Hesna 12 Temmuz 2018 22:04

Cevap: Velhasıl...
 
"..velhâsıl esas olan güven duyabilmekti sevdiğine,güven duymadan oluşan bir sevgi ne var olabilirdi ne de yaşayabilirdi."

Zeytin 15 Temmuz 2018 22:42

Cevap: Velhasıl...
 
Başarının her türlüsüne kızgınlık duyan, her başarının altında yalakalığın yattığına inanan o öfkeli adamlardan değilim. Neden, bilmiyorum. Belki umursamadığım için. Belki kıskançlık yorucu bi hal olduğu için. Bilmiyorum. Benim çiçeklerim var.

~Hamdi Koç
~Çiçeklerin Tanrısı ~

Zeytin 25 Temmuz 2018 02:24

Cevap: Velhasıl...
 
Haydar: Üzerinde çalıştığım proje bitmek üzere biliyon mu?

Armağan: Ne güzel. Bazen senin yanında kendimi işe yaramaz hissediyorum. Biz dersleri zar zor yetiştiriyoruz bir de sana bak.

Haydar: Sana bir hikaye anlatayım mı?

Armağan: Hıhı.

Haydar: Bir sucu boynuna astığı uzun bir sopanın uçlarına taktığı iki büyük kovayla su taşırmış. Kovalardan biri çatlakmış. Sağlam olan kova her seferinde ırmaktan patronunun evine giden uzun yolu dolu olarak tamamlerken çatlak kova içine konan suyun sadece yarısını eve ulaştırabilirmiş.

Armağan: Ben çatlak bir kovayım. Sevdim. Devam et…

Haydar: Bu durum iki yıl boyunca böyle devam etmiş. Sucu her seferinde patronunun evine sadece bir buçuk kova su götürebilirmiş. Sağlam kova başarısından gurur duyarken zavallı çatlak kova, görevinin sadece yarısını yerine getiriyor olmaktan utanç duyuyormuş. Bir gün çatlak kova ırmağın kıyısında sucuya seslenmiş. “Kendimden utanıyom ve senden özür dilemek istiyom.” “Neden?” diye sormuş sucu. Kova cevap vermiş…

Armağan: Çünkü iki yıldır çatlağımdan su sızdığı için taşıma görevimin sadece yarısını yerine getirebiliyorum ve benim kusurumdan dolayı sen bu kadar çalışmana rağmen emeklerinin tam karşılığını alamıyorsun… Ben çatlak bir kovayım!
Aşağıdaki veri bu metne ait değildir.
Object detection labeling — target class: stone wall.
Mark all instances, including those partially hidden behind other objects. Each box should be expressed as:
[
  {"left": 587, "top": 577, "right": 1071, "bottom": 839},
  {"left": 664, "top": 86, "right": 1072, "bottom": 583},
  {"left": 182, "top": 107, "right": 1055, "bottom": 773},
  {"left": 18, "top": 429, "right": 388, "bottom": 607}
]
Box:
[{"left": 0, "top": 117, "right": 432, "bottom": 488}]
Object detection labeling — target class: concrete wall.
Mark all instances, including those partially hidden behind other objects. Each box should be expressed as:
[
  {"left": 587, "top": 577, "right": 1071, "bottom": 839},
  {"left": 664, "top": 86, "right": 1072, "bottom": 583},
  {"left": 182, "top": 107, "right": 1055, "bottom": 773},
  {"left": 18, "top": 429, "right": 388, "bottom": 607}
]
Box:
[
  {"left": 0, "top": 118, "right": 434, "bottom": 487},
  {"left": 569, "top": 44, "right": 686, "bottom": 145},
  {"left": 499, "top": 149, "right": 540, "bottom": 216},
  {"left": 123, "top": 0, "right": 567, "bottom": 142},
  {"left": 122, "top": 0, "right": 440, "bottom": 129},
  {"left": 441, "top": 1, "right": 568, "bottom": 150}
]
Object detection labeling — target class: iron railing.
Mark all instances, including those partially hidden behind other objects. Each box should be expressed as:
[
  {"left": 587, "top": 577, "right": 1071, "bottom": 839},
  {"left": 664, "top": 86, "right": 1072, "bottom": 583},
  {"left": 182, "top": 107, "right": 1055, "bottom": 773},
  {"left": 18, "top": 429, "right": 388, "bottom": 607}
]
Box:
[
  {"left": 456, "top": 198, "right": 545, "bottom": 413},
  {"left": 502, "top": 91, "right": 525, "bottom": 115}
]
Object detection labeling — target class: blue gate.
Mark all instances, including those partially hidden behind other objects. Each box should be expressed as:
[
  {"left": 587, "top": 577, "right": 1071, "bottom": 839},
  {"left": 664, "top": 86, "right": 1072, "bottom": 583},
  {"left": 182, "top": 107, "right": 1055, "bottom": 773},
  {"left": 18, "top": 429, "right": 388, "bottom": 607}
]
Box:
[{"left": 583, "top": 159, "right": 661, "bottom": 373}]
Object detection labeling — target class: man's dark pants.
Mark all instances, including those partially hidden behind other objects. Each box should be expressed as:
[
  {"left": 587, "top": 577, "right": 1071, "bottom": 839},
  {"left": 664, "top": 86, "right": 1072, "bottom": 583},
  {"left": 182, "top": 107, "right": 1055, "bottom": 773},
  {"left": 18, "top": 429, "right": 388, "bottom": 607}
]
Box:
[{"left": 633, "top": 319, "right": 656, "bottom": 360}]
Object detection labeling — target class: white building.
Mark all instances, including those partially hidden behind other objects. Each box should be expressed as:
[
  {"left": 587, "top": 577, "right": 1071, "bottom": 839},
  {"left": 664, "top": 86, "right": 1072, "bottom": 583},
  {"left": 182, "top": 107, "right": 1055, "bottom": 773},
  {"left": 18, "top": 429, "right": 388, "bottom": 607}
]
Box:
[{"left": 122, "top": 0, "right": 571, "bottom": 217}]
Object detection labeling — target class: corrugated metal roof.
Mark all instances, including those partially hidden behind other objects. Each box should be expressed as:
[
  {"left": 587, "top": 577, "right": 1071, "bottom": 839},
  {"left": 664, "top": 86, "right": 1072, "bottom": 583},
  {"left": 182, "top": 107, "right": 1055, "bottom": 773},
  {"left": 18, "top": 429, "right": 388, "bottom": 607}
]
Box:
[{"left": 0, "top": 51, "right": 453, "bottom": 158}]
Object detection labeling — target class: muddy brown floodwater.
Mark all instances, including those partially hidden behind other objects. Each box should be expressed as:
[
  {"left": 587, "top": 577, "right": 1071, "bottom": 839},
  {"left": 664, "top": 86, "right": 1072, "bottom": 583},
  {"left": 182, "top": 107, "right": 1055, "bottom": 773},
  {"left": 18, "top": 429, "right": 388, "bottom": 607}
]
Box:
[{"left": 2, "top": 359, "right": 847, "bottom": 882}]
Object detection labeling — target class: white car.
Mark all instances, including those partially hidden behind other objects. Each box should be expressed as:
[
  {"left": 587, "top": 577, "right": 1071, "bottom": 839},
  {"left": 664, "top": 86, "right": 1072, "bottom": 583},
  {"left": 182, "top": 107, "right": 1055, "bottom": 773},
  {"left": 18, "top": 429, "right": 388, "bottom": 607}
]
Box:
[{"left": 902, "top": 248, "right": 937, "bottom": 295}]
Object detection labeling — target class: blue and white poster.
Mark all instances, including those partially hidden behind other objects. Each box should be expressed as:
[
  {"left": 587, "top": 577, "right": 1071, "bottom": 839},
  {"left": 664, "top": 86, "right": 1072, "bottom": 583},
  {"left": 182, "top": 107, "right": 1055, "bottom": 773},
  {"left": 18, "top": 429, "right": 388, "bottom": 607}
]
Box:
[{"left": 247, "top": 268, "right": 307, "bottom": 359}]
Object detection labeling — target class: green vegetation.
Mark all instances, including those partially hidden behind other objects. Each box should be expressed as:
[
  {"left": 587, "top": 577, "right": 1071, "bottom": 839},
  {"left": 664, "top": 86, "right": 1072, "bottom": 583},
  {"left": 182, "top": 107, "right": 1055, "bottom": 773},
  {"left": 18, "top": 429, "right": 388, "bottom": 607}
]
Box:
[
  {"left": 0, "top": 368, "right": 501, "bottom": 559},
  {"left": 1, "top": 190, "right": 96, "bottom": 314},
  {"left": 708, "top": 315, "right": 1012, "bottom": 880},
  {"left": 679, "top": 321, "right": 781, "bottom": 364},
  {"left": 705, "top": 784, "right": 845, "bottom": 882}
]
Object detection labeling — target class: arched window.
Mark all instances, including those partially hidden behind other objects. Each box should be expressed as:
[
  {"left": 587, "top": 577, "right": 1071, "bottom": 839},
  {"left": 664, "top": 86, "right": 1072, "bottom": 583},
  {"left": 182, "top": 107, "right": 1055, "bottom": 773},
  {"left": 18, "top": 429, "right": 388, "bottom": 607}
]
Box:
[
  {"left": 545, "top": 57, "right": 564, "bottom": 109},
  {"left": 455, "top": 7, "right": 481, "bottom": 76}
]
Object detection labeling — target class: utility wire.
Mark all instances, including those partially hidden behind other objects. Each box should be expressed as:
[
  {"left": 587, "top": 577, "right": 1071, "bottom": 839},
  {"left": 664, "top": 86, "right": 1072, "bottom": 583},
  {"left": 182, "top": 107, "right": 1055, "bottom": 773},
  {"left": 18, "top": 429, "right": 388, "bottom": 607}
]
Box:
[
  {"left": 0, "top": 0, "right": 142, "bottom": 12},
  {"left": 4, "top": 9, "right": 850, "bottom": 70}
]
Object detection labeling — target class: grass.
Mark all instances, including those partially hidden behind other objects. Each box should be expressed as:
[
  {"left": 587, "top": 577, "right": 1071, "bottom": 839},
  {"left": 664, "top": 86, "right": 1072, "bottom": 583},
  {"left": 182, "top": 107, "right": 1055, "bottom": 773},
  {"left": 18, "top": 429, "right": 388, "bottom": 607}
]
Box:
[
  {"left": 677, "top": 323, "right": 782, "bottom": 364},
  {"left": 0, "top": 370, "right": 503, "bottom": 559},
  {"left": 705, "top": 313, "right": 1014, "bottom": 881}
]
Ben çatlak bir kovayıııııım!

Haydar: Devamını dinleyecek misin? Sucu demiş ki; patronun evine dönerken yolun kenarındaki çiçekleri fark etmeni istiyom. Yolun sadece senin tarafında çiçekler olduğunu, diğer kovanın tarafında hiç çiçek olmadığını fark ettin mi? Yolun senin tarafına çiçek tohumları ektim ve her gün ırmaktan dönerken sen onları suladın. Ben de bu güzel çiçekleri toplayıp patronumun evini süsleyebildim.

Geçtiğin her yerde çiçek açtırıyon, hiçbir şey yapmasan da olur.
~

|Yedi Numara|


Tüm Zamanlar GMT +3 Olarak Ayarlanmış. Şuanki Zaman: 06:59.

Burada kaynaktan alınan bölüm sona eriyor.